SANM +5.29%, ERICY +4.13% and SSCC +3.75% lead the gainer's list, while GILD -12.5%, MNST -4.6% and GENZ -2.8% lead the list of losers. The most heavily-weighted MSFT -1.69% looks to threaten Friday's lows.
Today's trade saw a net gain of 3 stock to point and figure buy signals and edges back up 3% to 78%. Still "bear correction" status.
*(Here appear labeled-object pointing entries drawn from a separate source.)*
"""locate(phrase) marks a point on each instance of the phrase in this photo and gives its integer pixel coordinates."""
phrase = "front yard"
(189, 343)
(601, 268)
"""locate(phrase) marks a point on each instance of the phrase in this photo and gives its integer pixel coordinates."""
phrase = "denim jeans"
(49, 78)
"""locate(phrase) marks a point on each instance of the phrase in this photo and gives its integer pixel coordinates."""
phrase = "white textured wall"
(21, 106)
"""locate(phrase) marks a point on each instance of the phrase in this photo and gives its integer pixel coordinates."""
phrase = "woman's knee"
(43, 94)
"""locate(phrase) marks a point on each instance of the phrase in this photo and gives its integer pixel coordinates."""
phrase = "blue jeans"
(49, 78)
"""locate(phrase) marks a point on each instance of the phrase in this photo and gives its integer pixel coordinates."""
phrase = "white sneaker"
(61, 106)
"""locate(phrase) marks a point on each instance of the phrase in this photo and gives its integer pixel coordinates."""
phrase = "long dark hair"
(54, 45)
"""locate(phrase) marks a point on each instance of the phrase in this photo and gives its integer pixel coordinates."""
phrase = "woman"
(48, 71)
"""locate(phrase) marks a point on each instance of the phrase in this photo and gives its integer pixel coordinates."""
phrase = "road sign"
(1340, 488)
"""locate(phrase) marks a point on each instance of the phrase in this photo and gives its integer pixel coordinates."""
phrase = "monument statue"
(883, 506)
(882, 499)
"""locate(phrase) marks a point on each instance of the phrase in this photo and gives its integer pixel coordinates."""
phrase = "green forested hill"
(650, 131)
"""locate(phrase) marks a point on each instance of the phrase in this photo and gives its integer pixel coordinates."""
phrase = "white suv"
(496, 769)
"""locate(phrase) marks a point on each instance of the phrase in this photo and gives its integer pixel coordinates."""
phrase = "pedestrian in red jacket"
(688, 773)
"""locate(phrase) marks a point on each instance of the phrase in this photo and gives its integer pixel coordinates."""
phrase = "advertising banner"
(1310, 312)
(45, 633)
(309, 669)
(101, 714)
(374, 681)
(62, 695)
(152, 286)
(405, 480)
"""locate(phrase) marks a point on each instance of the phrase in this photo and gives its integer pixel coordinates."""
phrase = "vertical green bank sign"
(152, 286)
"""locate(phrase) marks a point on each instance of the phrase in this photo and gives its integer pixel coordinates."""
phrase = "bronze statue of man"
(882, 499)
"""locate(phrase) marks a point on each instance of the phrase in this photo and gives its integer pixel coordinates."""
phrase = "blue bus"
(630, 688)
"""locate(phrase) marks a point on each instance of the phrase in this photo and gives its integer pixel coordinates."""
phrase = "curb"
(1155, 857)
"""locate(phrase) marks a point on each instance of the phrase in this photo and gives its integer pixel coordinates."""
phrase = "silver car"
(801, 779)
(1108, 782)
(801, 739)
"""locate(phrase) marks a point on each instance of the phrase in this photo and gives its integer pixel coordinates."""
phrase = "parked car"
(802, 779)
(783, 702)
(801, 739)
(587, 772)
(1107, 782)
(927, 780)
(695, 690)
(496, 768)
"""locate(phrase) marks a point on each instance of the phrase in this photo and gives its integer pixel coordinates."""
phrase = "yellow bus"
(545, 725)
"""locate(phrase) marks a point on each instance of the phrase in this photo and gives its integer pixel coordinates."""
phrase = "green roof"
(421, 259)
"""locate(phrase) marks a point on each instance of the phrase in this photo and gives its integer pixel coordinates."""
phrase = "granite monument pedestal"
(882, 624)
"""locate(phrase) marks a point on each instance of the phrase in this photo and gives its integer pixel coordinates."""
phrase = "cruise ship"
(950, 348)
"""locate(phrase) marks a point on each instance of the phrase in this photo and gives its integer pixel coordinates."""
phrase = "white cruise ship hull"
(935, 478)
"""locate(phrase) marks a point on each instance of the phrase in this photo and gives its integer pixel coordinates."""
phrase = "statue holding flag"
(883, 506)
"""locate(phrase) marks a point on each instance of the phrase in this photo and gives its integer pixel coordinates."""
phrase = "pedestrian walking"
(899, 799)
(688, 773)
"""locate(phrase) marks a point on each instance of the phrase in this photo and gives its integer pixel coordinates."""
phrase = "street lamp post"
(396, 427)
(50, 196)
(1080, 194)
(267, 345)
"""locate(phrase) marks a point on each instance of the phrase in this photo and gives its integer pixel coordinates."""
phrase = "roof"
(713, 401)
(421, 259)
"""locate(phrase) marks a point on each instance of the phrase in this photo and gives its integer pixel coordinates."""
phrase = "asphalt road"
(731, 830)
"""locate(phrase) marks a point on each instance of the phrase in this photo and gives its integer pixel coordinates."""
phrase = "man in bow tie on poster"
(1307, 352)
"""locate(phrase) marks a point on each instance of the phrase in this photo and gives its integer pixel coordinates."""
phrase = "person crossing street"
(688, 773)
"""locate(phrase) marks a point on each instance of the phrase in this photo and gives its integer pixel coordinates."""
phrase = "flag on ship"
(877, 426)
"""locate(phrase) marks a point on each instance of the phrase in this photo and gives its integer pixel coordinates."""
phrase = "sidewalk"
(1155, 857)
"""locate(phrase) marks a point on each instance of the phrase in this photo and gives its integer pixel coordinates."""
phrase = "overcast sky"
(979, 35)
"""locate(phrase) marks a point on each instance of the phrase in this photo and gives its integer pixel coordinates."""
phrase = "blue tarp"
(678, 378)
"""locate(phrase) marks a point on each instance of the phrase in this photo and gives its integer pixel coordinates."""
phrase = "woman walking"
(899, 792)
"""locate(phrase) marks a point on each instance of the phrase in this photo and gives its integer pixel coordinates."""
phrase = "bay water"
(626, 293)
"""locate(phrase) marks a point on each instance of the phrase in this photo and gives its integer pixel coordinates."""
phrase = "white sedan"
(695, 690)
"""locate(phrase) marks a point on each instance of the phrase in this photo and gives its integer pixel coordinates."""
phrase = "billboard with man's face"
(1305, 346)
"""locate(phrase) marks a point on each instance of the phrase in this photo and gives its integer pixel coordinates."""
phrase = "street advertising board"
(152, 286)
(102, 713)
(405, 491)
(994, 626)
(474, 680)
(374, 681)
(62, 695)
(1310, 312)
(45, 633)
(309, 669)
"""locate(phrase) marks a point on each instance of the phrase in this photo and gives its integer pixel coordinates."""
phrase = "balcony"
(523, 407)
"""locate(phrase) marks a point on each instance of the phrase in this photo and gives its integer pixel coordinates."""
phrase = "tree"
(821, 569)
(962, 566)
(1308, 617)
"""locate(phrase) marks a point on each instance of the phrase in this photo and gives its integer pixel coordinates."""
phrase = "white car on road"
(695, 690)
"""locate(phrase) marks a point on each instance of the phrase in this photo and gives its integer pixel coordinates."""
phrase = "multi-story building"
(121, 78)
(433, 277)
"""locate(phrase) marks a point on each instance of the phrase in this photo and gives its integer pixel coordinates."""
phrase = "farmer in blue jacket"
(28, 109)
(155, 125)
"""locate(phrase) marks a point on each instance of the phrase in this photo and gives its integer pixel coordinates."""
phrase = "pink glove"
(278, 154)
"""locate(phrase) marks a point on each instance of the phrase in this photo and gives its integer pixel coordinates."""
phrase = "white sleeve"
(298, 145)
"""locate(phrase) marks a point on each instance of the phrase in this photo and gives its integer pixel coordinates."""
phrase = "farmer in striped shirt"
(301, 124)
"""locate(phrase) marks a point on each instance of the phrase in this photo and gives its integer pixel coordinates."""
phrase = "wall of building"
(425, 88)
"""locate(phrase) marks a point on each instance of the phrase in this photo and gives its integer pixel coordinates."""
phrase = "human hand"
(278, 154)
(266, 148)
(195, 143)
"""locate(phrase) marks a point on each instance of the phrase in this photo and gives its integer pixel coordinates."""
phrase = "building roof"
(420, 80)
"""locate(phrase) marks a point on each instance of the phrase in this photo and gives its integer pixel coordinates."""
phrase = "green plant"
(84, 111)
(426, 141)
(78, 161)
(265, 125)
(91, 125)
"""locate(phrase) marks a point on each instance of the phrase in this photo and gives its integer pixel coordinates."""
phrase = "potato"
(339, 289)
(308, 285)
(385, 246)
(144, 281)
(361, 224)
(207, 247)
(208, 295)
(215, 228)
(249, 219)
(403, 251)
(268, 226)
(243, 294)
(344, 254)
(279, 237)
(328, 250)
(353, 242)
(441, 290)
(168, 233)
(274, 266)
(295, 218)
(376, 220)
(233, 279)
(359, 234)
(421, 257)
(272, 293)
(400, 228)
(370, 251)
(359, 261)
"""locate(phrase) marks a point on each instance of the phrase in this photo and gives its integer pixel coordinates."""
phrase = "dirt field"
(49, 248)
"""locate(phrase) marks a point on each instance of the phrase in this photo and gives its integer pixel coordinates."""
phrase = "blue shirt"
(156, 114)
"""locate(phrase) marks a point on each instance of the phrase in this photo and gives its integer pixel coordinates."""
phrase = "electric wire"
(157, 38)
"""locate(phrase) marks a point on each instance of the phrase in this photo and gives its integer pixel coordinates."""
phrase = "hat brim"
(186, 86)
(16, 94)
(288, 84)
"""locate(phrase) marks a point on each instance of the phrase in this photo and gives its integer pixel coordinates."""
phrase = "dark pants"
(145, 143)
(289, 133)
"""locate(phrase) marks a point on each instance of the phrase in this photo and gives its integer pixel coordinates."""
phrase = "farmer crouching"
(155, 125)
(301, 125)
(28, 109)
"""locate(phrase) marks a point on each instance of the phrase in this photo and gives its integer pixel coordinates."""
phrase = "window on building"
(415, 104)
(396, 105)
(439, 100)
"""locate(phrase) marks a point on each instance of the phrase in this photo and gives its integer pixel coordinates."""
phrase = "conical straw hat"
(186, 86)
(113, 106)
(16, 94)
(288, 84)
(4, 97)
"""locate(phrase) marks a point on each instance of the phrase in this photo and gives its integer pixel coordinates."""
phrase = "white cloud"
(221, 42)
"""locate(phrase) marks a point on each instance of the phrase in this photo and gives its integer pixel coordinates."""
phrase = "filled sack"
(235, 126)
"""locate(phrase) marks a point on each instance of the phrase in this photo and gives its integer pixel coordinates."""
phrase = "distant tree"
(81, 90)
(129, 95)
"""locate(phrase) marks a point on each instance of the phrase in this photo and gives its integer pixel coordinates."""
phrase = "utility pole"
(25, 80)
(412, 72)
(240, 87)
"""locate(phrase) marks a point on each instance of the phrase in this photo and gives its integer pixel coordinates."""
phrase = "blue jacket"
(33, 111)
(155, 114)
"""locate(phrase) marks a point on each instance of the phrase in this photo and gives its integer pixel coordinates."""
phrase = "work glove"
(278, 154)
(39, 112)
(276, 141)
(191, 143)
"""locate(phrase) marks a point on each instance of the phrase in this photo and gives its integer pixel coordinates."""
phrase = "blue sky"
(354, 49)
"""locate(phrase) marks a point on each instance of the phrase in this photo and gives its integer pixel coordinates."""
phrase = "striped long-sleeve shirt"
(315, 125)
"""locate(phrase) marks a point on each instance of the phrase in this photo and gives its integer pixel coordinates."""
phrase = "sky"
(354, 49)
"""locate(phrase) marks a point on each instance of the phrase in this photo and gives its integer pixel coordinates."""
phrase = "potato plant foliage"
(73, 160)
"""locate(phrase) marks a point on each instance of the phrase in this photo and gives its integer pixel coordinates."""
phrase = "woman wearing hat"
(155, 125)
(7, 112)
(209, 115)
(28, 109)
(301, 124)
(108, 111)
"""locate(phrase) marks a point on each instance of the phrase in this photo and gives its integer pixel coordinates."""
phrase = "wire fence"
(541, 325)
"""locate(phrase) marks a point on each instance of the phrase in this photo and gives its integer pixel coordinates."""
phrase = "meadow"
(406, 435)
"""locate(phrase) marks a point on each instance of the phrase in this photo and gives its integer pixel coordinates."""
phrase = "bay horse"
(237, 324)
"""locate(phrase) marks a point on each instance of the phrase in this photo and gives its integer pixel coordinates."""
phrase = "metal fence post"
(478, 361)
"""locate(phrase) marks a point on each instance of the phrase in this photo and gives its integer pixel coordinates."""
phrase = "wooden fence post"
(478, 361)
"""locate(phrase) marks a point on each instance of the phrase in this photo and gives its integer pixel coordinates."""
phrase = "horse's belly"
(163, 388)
Dow Industrials (INDU) Chart - Daily Intervals
In an attempt to challenge the INDU with a downward trend, I cloned an "old" trend where resistance broken saw a move higher, then have the broken trend serve support on a retest. Cloning that trend and placing it at the recent 52-week high would have the INDU above that trend. Tomorrow, a move much above 9,800 has the INDU further above this broken trend and back into its upward regression channel. In last night's Wrap, we looked at a sliver of support in the DIA chart, and that is present in the INDU from 9,689-9,678, and would be deemed near-term support, and allow some wiggle room on a negative knee-jerk reaction to the GDP data. Still, a break below that level would spell DIVERGENCE to our bullish mid-September rebound to new highs.
Dow components setting new high had AA, HD, INTC, MMM and MO setting new intra-day 52-week highs. MO is perhaps the newest component to set a new 52-weeker as it did pierce its July 8 high of $47.07 today, when it traded a session high of $47.20.
JNJ set a new 52-week low.
Today's trade saw now net change in the very narrow Dow Industrials Bullish % ($BPIND). Still "bull correction" status at 83.33%.